[Page 130, line 20] spadger-hunt spadger is a dialect or colloquial word for sparrow.
[Page 130, line 22] stalky cf. p. 133. ‘stalky’, in their school vocabulary, meant clever, well-considered and wily, as applied to plans of action; and ‘stalkiness’ was the one virtue Corkran toiled after.
[Page 130, line 28] potwallopers roughly speaking, it means householders, property owners, as opposed to labourers, vagrants, and people who own nothing. In the eighteenth century it meant someone who `dressed his own victuals’, i.e. `boiled his own pot’ in his own house, and in certain places was entitled to vote for a member of parliament. In the nineteenth century it went down in public esteem and from meaning, more or less, a respectable villager, it came to mean someone rough, rude, and clumsy.
[Page 131, line 22] Corky Corkran’s nickname until this episode gave him the name of Stalky.
[Page 134, line 8] thrown out any pickets sent out anyone to keep a look-out.
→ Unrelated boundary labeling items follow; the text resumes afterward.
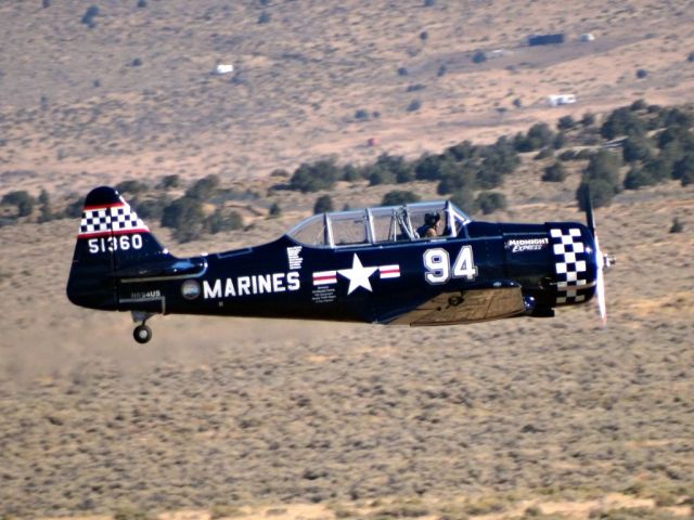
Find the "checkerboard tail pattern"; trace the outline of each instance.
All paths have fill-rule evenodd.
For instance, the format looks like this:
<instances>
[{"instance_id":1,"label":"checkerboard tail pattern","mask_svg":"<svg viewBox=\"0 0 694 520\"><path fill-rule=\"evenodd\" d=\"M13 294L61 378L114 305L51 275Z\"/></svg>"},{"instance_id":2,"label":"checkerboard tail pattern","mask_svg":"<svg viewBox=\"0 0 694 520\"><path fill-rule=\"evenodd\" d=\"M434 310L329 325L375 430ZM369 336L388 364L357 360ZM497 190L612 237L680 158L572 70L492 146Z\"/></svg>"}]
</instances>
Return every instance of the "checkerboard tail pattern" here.
<instances>
[{"instance_id":1,"label":"checkerboard tail pattern","mask_svg":"<svg viewBox=\"0 0 694 520\"><path fill-rule=\"evenodd\" d=\"M78 238L93 236L146 233L150 229L142 222L123 197L116 204L87 206L82 211Z\"/></svg>"},{"instance_id":2,"label":"checkerboard tail pattern","mask_svg":"<svg viewBox=\"0 0 694 520\"><path fill-rule=\"evenodd\" d=\"M588 280L589 252L578 227L551 229L550 239L555 258L556 303L578 303L592 296Z\"/></svg>"}]
</instances>

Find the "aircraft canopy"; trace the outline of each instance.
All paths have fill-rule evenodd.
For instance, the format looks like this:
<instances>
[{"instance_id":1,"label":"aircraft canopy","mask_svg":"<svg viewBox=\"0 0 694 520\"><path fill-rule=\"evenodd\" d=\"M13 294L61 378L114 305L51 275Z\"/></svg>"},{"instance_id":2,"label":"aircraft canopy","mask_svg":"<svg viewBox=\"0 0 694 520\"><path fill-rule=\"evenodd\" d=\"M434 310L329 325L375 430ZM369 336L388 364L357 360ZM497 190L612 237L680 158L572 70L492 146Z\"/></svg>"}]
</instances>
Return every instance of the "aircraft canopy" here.
<instances>
[{"instance_id":1,"label":"aircraft canopy","mask_svg":"<svg viewBox=\"0 0 694 520\"><path fill-rule=\"evenodd\" d=\"M420 236L425 216L440 217L439 236ZM319 213L292 229L287 235L299 244L312 247L354 247L455 237L464 234L467 217L449 200L413 203L402 206L381 206Z\"/></svg>"}]
</instances>

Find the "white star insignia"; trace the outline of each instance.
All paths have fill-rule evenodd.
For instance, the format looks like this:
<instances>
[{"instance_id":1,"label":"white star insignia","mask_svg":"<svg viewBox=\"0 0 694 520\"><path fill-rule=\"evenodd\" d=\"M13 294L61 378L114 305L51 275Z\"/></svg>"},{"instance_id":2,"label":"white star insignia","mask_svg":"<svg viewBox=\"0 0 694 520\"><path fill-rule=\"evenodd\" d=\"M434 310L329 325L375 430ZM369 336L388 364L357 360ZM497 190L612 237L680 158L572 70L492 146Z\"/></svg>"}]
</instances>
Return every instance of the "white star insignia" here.
<instances>
[{"instance_id":1,"label":"white star insignia","mask_svg":"<svg viewBox=\"0 0 694 520\"><path fill-rule=\"evenodd\" d=\"M355 291L359 287L363 287L364 289L372 291L369 277L377 270L378 268L364 268L361 264L361 260L359 260L357 253L355 253L355 257L351 261L351 269L340 269L337 272L349 280L349 288L347 289L347 295L351 295L352 291Z\"/></svg>"}]
</instances>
According to the OED, pickets are `a small detached body of troops, sent out to watch for the approach of the enemy, or his scouts’. In the Army Regulations it is spelt `piquets’.
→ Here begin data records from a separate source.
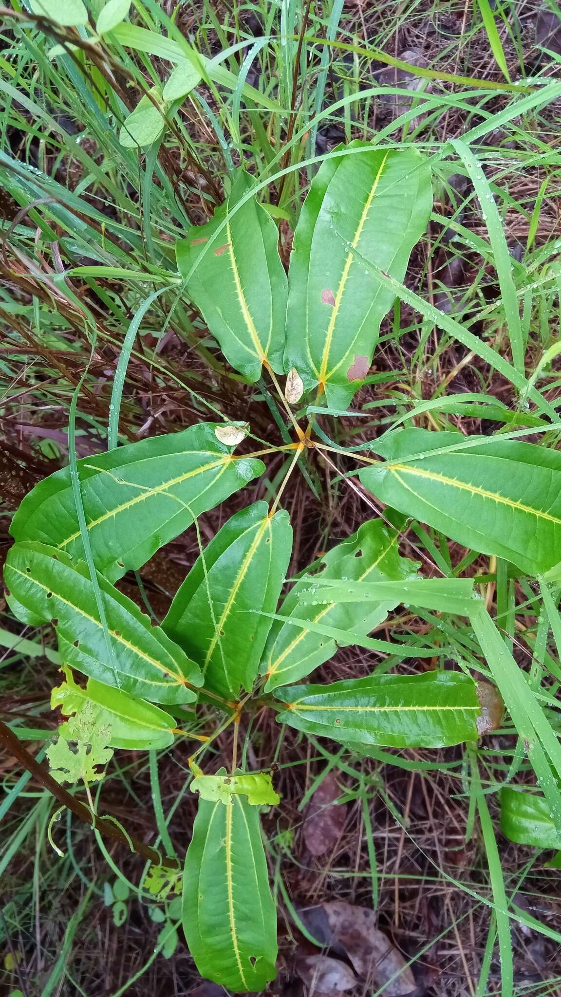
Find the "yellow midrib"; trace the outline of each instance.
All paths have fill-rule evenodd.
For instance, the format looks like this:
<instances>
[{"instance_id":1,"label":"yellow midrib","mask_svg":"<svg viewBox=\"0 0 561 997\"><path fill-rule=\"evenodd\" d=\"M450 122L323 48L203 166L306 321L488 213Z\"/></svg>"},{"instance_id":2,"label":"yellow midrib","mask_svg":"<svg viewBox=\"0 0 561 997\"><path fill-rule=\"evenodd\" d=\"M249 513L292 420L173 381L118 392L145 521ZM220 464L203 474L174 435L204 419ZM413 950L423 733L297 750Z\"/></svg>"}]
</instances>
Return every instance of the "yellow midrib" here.
<instances>
[{"instance_id":1,"label":"yellow midrib","mask_svg":"<svg viewBox=\"0 0 561 997\"><path fill-rule=\"evenodd\" d=\"M386 555L386 554L388 554L388 553L389 553L389 551L391 550L392 546L393 546L393 545L394 545L394 544L395 544L396 542L397 542L397 533L395 534L395 536L394 536L394 537L392 537L392 540L391 540L391 543L390 543L390 544L389 544L389 545L388 545L387 547L384 547L384 548L383 548L383 550L382 550L382 551L381 551L381 553L380 553L380 554L378 555L378 557L376 558L376 560L374 561L374 563L373 563L373 564L370 564L370 566L369 566L369 567L367 567L367 568L366 568L366 570L365 570L365 571L363 571L363 572L362 572L362 574L361 574L361 575L359 575L359 577L358 577L358 578L356 578L356 581L363 581L363 580L364 580L364 578L366 578L366 577L367 577L367 575L368 575L368 574L370 573L370 571L373 571L373 570L374 570L374 568L378 566L379 562L380 562L380 561L382 560L382 558L383 558L383 557L385 557L385 555ZM313 583L313 576L311 577L310 581L311 581L311 583ZM382 602L383 602L384 600L382 599L382 600L380 600L380 601L382 601ZM319 623L319 621L320 621L320 620L321 620L321 619L323 618L323 616L325 615L325 613L328 613L328 612L329 612L329 611L330 611L330 610L331 610L331 609L333 608L333 606L334 606L334 605L335 605L335 603L334 603L334 602L329 602L329 604L328 604L328 605L326 605L326 606L325 606L325 607L324 607L323 609L321 609L321 610L320 610L320 611L319 611L319 612L317 613L317 616L314 616L314 618L313 618L312 620L310 620L310 622L311 622L311 623ZM290 625L290 624L288 624L288 623L287 623L287 624L285 624L285 626L289 626L289 625ZM293 624L292 624L292 625L293 625ZM306 634L308 634L308 633L310 633L310 631L309 631L309 630L308 630L307 628L305 628L305 627L302 627L302 628L300 629L300 631L299 631L299 633L297 634L297 636L296 636L296 637L294 637L294 639L293 639L293 640L291 641L291 643L290 643L290 644L288 644L288 646L287 646L287 647L286 647L286 648L285 648L285 649L283 650L282 654L281 654L281 655L280 655L280 657L279 657L279 658L277 659L277 661L276 661L276 662L275 662L274 664L271 664L271 666L270 666L270 668L269 668L269 671L268 671L268 674L269 674L269 675L276 675L276 674L277 674L277 673L278 673L279 671L280 671L280 672L282 672L282 671L286 671L286 669L285 669L285 668L280 668L279 666L282 664L282 662L284 661L285 657L286 657L286 656L287 656L288 654L290 654L290 653L291 653L291 651L293 651L294 647L296 647L296 646L297 646L297 645L299 644L300 640L303 640L303 638L304 638L304 637L306 636ZM290 667L290 666L288 665L288 667Z\"/></svg>"},{"instance_id":2,"label":"yellow midrib","mask_svg":"<svg viewBox=\"0 0 561 997\"><path fill-rule=\"evenodd\" d=\"M238 270L238 263L236 261L236 255L234 249L232 248L232 231L230 228L230 221L227 225L228 232L228 253L230 256L230 261L232 263L232 272L234 274L234 282L236 284L236 293L238 294L238 300L240 302L240 308L242 309L242 314L244 316L244 321L248 326L248 332L250 333L251 340L254 344L256 354L262 363L267 360L267 352L264 351L263 346L258 335L258 330L256 328L256 323L254 322L253 315L250 311L250 306L246 301L246 295L244 293L244 288L242 287L242 281L240 279L240 272Z\"/></svg>"},{"instance_id":3,"label":"yellow midrib","mask_svg":"<svg viewBox=\"0 0 561 997\"><path fill-rule=\"evenodd\" d=\"M242 964L242 956L240 954L240 946L238 944L238 933L236 931L236 914L234 911L234 878L232 873L232 815L234 813L234 802L230 807L226 808L226 884L228 891L228 914L230 920L230 931L232 934L232 944L234 946L234 952L236 955L236 961L238 963L238 969L240 970L240 976L242 977L242 983L247 990L250 989L246 975L244 973L244 966Z\"/></svg>"},{"instance_id":4,"label":"yellow midrib","mask_svg":"<svg viewBox=\"0 0 561 997\"><path fill-rule=\"evenodd\" d=\"M248 573L248 569L250 567L250 564L252 563L253 556L254 556L254 554L255 554L258 546L260 545L260 543L262 541L263 534L265 533L267 527L270 526L270 525L271 525L271 519L269 518L269 515L268 515L268 516L266 516L266 518L262 522L261 526L259 527L259 529L257 531L257 534L254 537L254 540L252 542L252 545L251 545L250 549L248 550L248 553L246 554L246 557L244 558L244 560L242 562L240 570L238 571L238 575L236 576L236 580L235 580L235 582L234 582L234 584L232 586L232 590L231 590L230 595L228 597L228 602L226 603L226 605L225 605L225 607L223 609L222 616L221 616L219 622L217 623L215 634L214 634L214 637L213 637L213 639L211 641L211 646L209 647L209 650L207 651L207 655L205 657L205 665L204 665L204 668L203 668L203 674L204 675L206 674L207 668L209 667L209 663L211 661L211 657L213 655L215 647L217 646L217 643L219 642L220 631L224 628L224 624L226 623L226 621L227 621L227 619L228 619L228 617L230 615L230 611L232 609L232 606L234 605L234 602L236 600L236 596L238 595L238 591L240 589L240 585L242 584L242 582L244 581L244 578L246 577L246 575Z\"/></svg>"},{"instance_id":5,"label":"yellow midrib","mask_svg":"<svg viewBox=\"0 0 561 997\"><path fill-rule=\"evenodd\" d=\"M75 605L74 602L70 602L68 599L65 599L64 595L59 595L59 593L55 592L52 587L49 588L48 585L44 585L43 582L38 581L37 578L31 577L30 575L26 574L25 571L20 571L20 569L18 567L14 567L13 564L9 564L7 565L7 567L8 570L15 571L16 574L21 575L21 577L25 578L27 582L31 581L32 584L38 585L39 588L43 589L43 591L52 592L54 598L58 599L60 602L63 602L66 606L69 606L70 609L73 609L80 616L83 616L84 619L90 620L91 623L95 623L95 625L100 630L103 629L100 620L97 620L95 616L90 616L89 613L87 613L84 609L80 609L80 606ZM116 634L115 630L109 630L108 628L108 633L113 637L114 640L117 641L118 644L123 644L125 647L128 647L130 651L134 651L135 654L138 654L140 658L143 658L144 661L147 661L151 665L154 665L154 667L157 668L159 671L166 672L171 677L177 679L178 685L187 685L187 679L185 678L185 676L178 675L177 672L171 671L165 665L162 665L159 661L156 661L154 658L151 658L149 654L146 654L145 651L141 651L140 648L135 647L134 644L131 644L130 641L126 640L123 636L121 636L121 634L119 635ZM135 676L133 676L133 678ZM165 686L169 685L168 682L155 682L154 679L147 679L147 678L142 678L140 681L149 682L151 685L165 685Z\"/></svg>"},{"instance_id":6,"label":"yellow midrib","mask_svg":"<svg viewBox=\"0 0 561 997\"><path fill-rule=\"evenodd\" d=\"M373 182L373 184L371 186L371 189L370 189L370 191L368 193L368 196L367 196L366 201L364 203L364 207L362 208L362 213L360 215L360 220L358 222L358 226L357 226L356 231L354 233L352 242L350 243L351 246L352 246L352 249L356 249L356 246L358 245L358 242L360 240L360 236L362 235L362 231L363 231L364 225L366 223L366 218L368 216L368 211L370 210L370 206L371 206L374 194L376 192L380 176L381 176L381 174L383 172L383 167L385 166L385 161L387 160L387 157L388 157L388 153L385 154L385 156L383 157L383 159L381 161L381 164L380 164L379 169L378 169L378 171L376 173L374 182ZM332 342L332 339L333 339L333 332L334 332L334 328L335 328L335 322L337 320L337 316L338 316L338 312L339 312L339 308L340 308L340 303L341 303L342 295L343 295L343 292L344 292L344 287L345 287L345 284L346 284L346 280L347 280L348 273L349 273L350 267L352 265L352 260L353 259L354 259L354 253L352 252L352 250L349 250L348 253L347 253L346 259L344 261L344 266L343 266L342 274L340 276L340 280L339 280L338 287L337 287L337 292L335 294L335 303L332 306L331 315L329 317L329 324L327 326L327 331L325 333L325 342L323 344L323 353L322 353L322 356L321 356L321 367L319 369L319 374L318 374L319 384L324 384L325 381L326 381L326 379L327 379L327 376L328 376L327 375L327 363L328 363L328 360L329 360L329 351L331 349L331 342Z\"/></svg>"},{"instance_id":7,"label":"yellow midrib","mask_svg":"<svg viewBox=\"0 0 561 997\"><path fill-rule=\"evenodd\" d=\"M390 471L392 474L395 474L398 481L401 481L399 475L397 474L397 472L400 471L403 474L413 475L416 478L427 478L429 481L441 482L443 485L449 485L450 488L458 489L461 492L469 492L470 495L481 496L483 498L491 498L499 504L507 505L509 508L518 509L521 512L528 512L535 515L538 519L546 519L549 522L555 522L557 525L561 526L561 519L557 516L551 515L549 512L533 508L531 505L525 505L523 502L516 501L514 498L506 498L497 492L489 492L487 489L479 488L477 485L468 485L467 482L458 482L455 478L447 478L445 475L439 475L433 471L425 471L424 469L421 471L420 468L413 468L407 464L389 464L383 470ZM403 485L404 483L401 482L401 484ZM422 496L419 496L419 498L422 498Z\"/></svg>"},{"instance_id":8,"label":"yellow midrib","mask_svg":"<svg viewBox=\"0 0 561 997\"><path fill-rule=\"evenodd\" d=\"M105 522L107 519L111 519L113 516L119 515L120 512L124 512L126 509L131 508L140 501L144 501L145 498L151 496L161 495L163 492L167 492L168 489L172 489L174 485L181 485L183 482L188 481L190 478L195 478L197 475L202 475L206 471L212 471L214 468L220 468L224 464L225 468L230 461L230 454L225 454L220 461L213 461L210 464L203 465L202 468L195 468L193 471L188 471L184 475L178 475L177 478L172 478L169 482L164 482L162 485L157 485L154 489L147 489L145 492L141 492L140 495L135 496L134 498L130 498L128 501L123 502L122 505L116 505L115 508L109 509L109 511L104 512L103 515L98 516L97 519L92 519L91 522L87 523L88 529L93 529L95 526L99 526L101 522ZM100 472L103 474L103 472ZM130 488L141 488L142 486L137 486L136 482L123 482L124 485L128 485ZM73 540L78 539L80 536L80 530L77 529L72 536L68 536L66 540L61 540L58 543L59 547L66 547L67 544L72 543Z\"/></svg>"}]
</instances>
[Page 136, line 11] quickset hedge made of living plants set in the ground to grow, especially hawthorn.
[Page 142, line 19] Tweakons let us tweak (schoolboy compound of English and French). Shoot with catapult – a ‘tweaker’ in USC slang.
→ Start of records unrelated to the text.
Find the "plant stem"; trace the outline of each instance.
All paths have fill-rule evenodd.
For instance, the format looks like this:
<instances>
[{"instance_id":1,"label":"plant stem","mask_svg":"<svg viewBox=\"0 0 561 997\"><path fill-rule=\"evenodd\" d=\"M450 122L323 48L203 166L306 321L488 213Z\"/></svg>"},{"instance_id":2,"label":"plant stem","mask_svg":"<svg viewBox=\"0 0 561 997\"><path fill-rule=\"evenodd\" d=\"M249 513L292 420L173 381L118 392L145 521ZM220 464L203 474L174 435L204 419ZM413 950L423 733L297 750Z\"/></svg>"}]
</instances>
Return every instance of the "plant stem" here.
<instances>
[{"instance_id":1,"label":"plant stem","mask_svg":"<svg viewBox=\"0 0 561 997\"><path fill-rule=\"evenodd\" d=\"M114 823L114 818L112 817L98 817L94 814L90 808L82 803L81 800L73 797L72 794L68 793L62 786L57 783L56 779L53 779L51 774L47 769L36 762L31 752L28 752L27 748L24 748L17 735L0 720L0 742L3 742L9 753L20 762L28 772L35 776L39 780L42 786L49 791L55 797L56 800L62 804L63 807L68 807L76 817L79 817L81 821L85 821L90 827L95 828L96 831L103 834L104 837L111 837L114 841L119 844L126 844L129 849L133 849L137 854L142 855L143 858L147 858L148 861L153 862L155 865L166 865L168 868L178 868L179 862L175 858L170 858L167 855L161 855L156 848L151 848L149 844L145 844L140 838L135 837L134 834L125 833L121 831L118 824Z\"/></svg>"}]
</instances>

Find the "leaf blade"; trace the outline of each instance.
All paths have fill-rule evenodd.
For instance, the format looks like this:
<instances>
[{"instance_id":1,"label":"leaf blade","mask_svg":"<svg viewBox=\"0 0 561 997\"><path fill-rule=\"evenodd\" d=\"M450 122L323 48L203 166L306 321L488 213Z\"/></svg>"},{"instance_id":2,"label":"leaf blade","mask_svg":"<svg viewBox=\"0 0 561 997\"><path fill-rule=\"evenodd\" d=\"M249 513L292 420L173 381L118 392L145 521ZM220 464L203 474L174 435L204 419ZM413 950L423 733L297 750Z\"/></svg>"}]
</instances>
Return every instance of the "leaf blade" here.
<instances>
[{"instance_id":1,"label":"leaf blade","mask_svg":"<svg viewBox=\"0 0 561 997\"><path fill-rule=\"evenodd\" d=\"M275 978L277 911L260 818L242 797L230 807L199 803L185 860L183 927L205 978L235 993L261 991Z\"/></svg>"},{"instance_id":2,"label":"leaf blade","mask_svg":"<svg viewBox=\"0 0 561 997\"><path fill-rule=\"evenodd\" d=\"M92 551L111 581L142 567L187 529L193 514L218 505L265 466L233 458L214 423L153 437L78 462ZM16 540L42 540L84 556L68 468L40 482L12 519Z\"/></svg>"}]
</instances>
[Page 143, line 9] Gig A light, two-wheeled vehicle drawn by a pony, for one or two passengers.
[Page 144, line 18] A people sitting in darkness and the shadow … echo of Isaiah 9: 2: `The people that walked in darkness … they that dwell in the land of the shadow of death.’
[Page 149, line 5] swottin’ dumb-bells working furiously hard; dumb-bells being clubs for exercising, with weights on each end.
[Page 152, line 15] ‘Pon my Sam’ jocular asseveration, perhaps from “pon my sang’ (blood).
[Page 155, line 1] Sweeter than honey echo of Psalm 19: 10: `sweeter than honey and the honeycomb’.